Bu Risâle'nin iman ve Kur'ân'a hizmetle doğrudan ilgili olduğu kanaatini kuvvetlendiren başka bir husus da bu kısa Risâle'de "hizmet" kelimesinin yirmi altı defa, yani çokça kullanılması ve bunun yanında "hâdim", "hademe" gibi aynı kökten türetilen kavramların da bu Risâle'de yer almasıdır.

Üstad'ın ifadesiyle Nurların birinci talebesi olan Hulusi Yahyagil'in İhlâs Risâlesi'yle alâkalı kendisinin neden birinci talebe olduğunu gösterir tarzda bir mektubu vardır. Üstad bu mektubu Barla Lâhikası'na almakla bu hususta onun söylediklerini tasvip ettiğini göstermektedir. Hulusi Yahyagil şöyle yazmaktadır: "En az on beş günde bir defa okunması emir buyurulan Yirmi Birinci Lem'a, Evrâd edinilecek kadar ehemmiyetlidir."4 Nitekim kendisi de bu Risâle'yi okuma hususunda hassasiyetini ortaya koyarak, hayatı boyunca on beş günü geçirmemeye gayret etmiştir.

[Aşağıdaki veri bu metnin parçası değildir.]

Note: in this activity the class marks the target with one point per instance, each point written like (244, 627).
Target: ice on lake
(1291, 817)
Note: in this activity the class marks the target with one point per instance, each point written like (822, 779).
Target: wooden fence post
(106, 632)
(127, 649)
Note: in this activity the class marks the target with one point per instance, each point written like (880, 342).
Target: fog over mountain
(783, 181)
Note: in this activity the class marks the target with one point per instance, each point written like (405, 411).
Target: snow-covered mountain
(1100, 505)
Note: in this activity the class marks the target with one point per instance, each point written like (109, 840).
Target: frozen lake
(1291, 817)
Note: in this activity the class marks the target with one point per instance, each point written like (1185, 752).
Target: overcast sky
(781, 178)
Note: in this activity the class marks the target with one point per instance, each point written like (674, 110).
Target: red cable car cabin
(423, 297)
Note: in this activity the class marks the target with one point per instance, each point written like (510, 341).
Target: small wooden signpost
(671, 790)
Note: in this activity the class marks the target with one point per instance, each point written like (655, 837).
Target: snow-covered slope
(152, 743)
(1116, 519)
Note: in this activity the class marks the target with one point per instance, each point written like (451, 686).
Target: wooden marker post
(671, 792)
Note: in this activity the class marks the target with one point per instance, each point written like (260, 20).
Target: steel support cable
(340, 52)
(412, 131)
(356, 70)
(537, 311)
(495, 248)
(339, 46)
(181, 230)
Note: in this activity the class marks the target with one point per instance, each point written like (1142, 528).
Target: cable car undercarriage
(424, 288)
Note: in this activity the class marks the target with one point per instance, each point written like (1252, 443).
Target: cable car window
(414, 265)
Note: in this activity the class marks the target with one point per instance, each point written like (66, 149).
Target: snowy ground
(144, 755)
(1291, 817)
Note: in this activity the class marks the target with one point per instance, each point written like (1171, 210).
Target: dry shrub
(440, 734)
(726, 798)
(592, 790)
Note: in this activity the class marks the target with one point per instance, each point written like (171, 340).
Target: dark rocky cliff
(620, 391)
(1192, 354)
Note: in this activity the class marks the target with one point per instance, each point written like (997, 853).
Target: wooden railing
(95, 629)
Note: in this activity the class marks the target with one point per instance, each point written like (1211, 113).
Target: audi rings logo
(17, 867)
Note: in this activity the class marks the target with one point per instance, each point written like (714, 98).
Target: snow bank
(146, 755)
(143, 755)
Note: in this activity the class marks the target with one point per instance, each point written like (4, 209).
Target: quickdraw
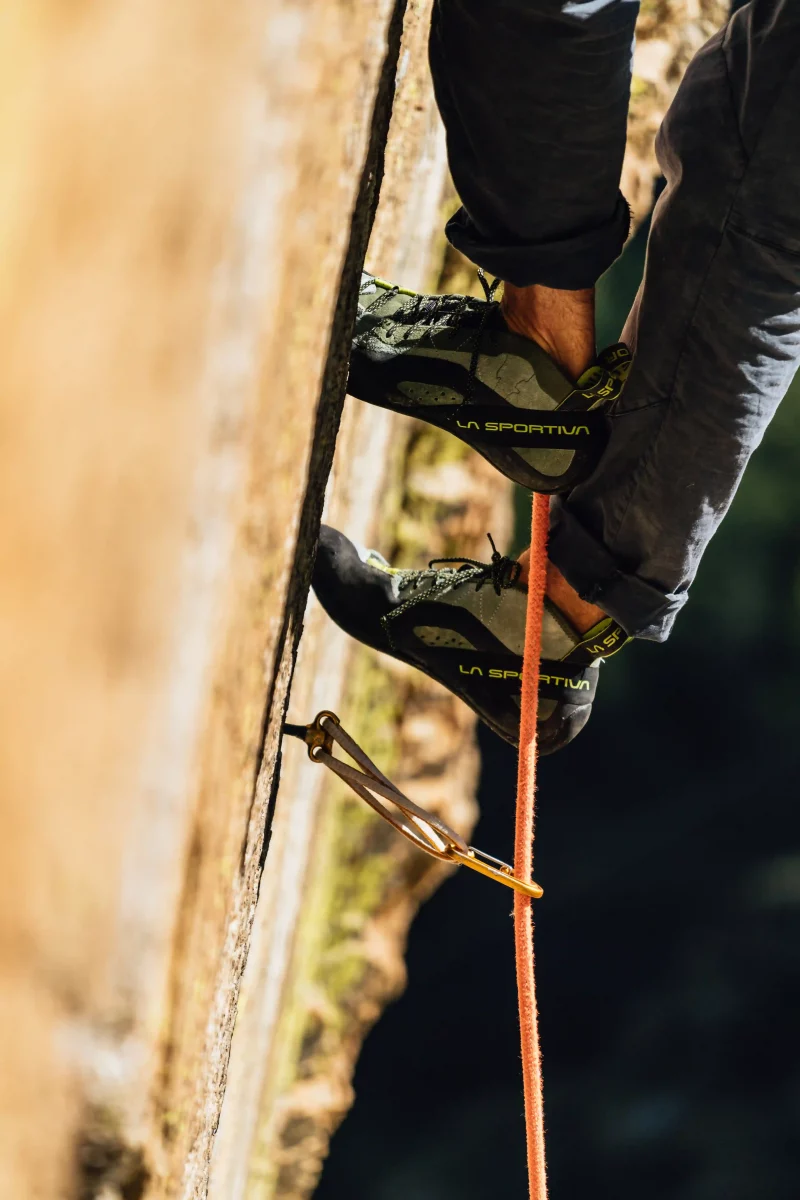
(428, 832)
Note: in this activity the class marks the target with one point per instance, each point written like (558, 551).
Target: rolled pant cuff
(641, 609)
(567, 263)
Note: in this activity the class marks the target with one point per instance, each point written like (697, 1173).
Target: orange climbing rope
(523, 858)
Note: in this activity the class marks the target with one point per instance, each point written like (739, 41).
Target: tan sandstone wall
(176, 187)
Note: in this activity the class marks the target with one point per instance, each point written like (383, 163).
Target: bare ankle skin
(582, 615)
(563, 323)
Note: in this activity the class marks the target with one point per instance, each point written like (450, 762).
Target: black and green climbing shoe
(465, 628)
(453, 361)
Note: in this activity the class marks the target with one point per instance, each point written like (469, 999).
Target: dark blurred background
(668, 941)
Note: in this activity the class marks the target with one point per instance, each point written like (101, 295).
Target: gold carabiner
(318, 738)
(495, 869)
(426, 832)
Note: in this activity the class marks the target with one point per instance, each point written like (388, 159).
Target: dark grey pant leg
(534, 97)
(715, 328)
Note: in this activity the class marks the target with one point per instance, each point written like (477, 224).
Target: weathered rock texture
(186, 196)
(175, 219)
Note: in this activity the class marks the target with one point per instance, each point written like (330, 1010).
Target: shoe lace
(446, 312)
(500, 573)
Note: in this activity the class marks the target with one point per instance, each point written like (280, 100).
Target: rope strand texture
(523, 862)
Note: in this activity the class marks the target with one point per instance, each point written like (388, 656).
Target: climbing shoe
(465, 628)
(452, 361)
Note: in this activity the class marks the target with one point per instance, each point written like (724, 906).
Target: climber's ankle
(563, 323)
(579, 612)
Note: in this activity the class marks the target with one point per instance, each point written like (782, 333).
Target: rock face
(187, 195)
(176, 219)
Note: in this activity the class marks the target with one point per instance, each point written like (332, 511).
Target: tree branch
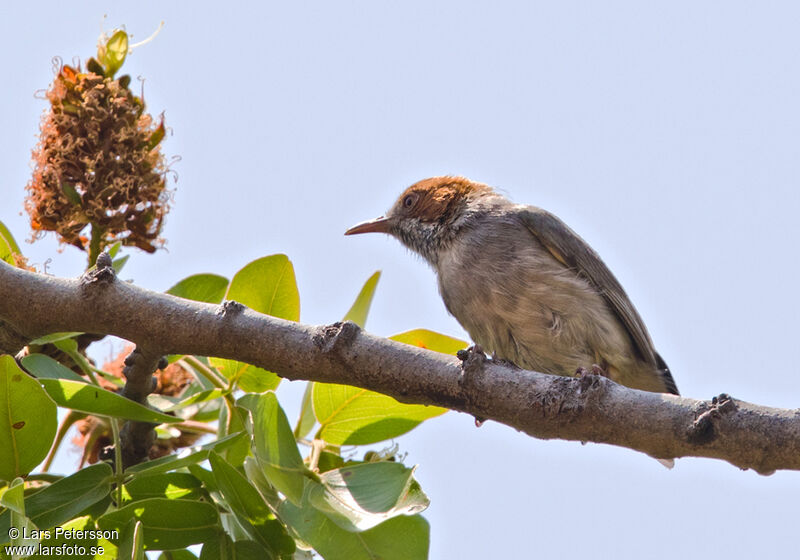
(589, 408)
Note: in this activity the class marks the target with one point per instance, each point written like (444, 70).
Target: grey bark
(587, 408)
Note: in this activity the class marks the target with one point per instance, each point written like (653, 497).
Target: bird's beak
(379, 225)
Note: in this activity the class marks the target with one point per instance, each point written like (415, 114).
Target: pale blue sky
(666, 134)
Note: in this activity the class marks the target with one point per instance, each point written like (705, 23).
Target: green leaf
(399, 538)
(248, 378)
(177, 555)
(61, 501)
(208, 288)
(131, 544)
(45, 367)
(168, 524)
(267, 285)
(53, 337)
(92, 65)
(114, 53)
(92, 399)
(276, 449)
(119, 264)
(250, 509)
(359, 497)
(171, 485)
(200, 397)
(171, 462)
(68, 536)
(13, 498)
(28, 421)
(354, 416)
(307, 419)
(358, 312)
(423, 338)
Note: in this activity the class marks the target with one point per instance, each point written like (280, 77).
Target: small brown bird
(523, 284)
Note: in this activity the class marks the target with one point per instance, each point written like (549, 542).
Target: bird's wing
(573, 252)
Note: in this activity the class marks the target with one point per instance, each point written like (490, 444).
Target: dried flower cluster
(94, 433)
(98, 164)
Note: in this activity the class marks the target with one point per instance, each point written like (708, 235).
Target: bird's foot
(503, 362)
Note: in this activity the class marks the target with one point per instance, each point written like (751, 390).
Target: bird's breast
(517, 301)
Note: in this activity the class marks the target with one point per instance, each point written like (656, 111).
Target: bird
(523, 284)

İman ve Kur'ân hizmeti yapanlar için rehber bir eser olması adına Risale-i Nur'un önde gelen nâşirleri tarafından Külliyat'ın muhtelif yerlerinden derlenerek "Hizmet Rehberi" adı verilen eserde iman hizmeti adına esas umde ve hakikatlerin İhlâs ve Uhuvvet Risaleleri olduğu nazara verildikten sonra, "Bu Hizmet Rehberi, Külliyat-ı Nur'dan ve mektublardan, İhlas ve Uhuvvet Risalelerindeki düsturları ve esasları teyit ve takviye eden bahislerden müteşekkildir."5 denilerek, hem İhlâs Risalesi'nin hem de ismini Üstad'ın bulunduğu yerden alan, o dönemde karşılıklı yazılan mektupların derlendiği Lâhikalar'ının nasıl okunması gerektiği hususunda ipuçları verilir.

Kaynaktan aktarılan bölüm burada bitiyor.